Rory Reid admitted Thursday the health care reform bill his father ushered through the Senate puts a burden on Nevada in the form of increased Medicaid costs.
During a televised debate with opponent Brian Sandoval, Reid said he does not support the legal challenges to Obamacare but does “not deny, however, that Nevada needs to be vigilant on this issue.”
Reid said there is “potential for [the law] to put significant pressure on states because Medicaid rates could go up significantly.”
Brian Sandoval said he supports the litigation against the health law, citing concerns with premium increases.
During the debate, the two candidates rolled out their resumes, touted strengths and claimed to be the leader Nevada needs. Sandoval said at both the beginning and end of the debate that the three differences between he and Reid are “experience, integrity, and fiscal responsibility.”
Rory Reid repeatedly mentioned the budget proposal on his website and criticized Brian Sandoval for not yet delivering his promised budget plan to voters, while Sandoval said Reid’s plan is a “fantasy” with “a billion dollar plus hole in it.”
Reid reiterated that he proposes to shave the state budget by cutting 26 departments down to 16, but Sandoval argued that Reid’s proposed budget is based on non-existent projected revenue and unproven modernization and efficiencies.
Both candidates repeatedly pledged not to raise taxes or lay off any teachers as they seek to make cuts to programs and salaries around the state.
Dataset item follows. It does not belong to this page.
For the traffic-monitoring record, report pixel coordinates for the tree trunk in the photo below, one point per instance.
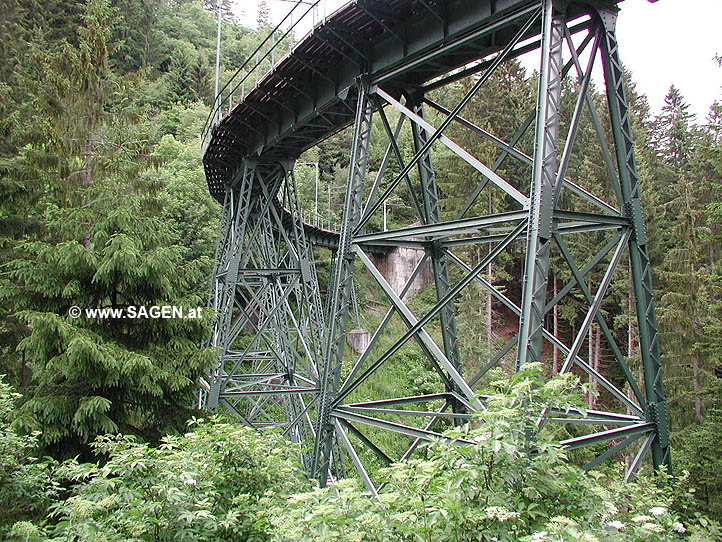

Sandoval said Reid was not being honest about not raising taxes. He pointed out that Reid recently told a reporter he would not propose taxes but might sign a tax bill if presented with one by the state legislature. Reid pushed back and said Sandoval was presenting a “misrepresentation” of his position.
Both candidates said reform of the state employee retirement program was needed; both said the state needs to diversify the economy; and both called for immigration reform although neither supports an AZ-style law in Nevada.
This was the last debate between Reid and Sandoval before early voting begins on October 16. Two more debates are scheduled during the last week of October.
Many polls have shown Reid trailing by as many as 20 points, but many analysts have said they think the margin is closer to between 10 and 12 percent. Even so, tonight’s debate offered no bombshells or game changers–so the numbers are unlikely to swing Reid’s way by any greater margin than the one by which he presently trails.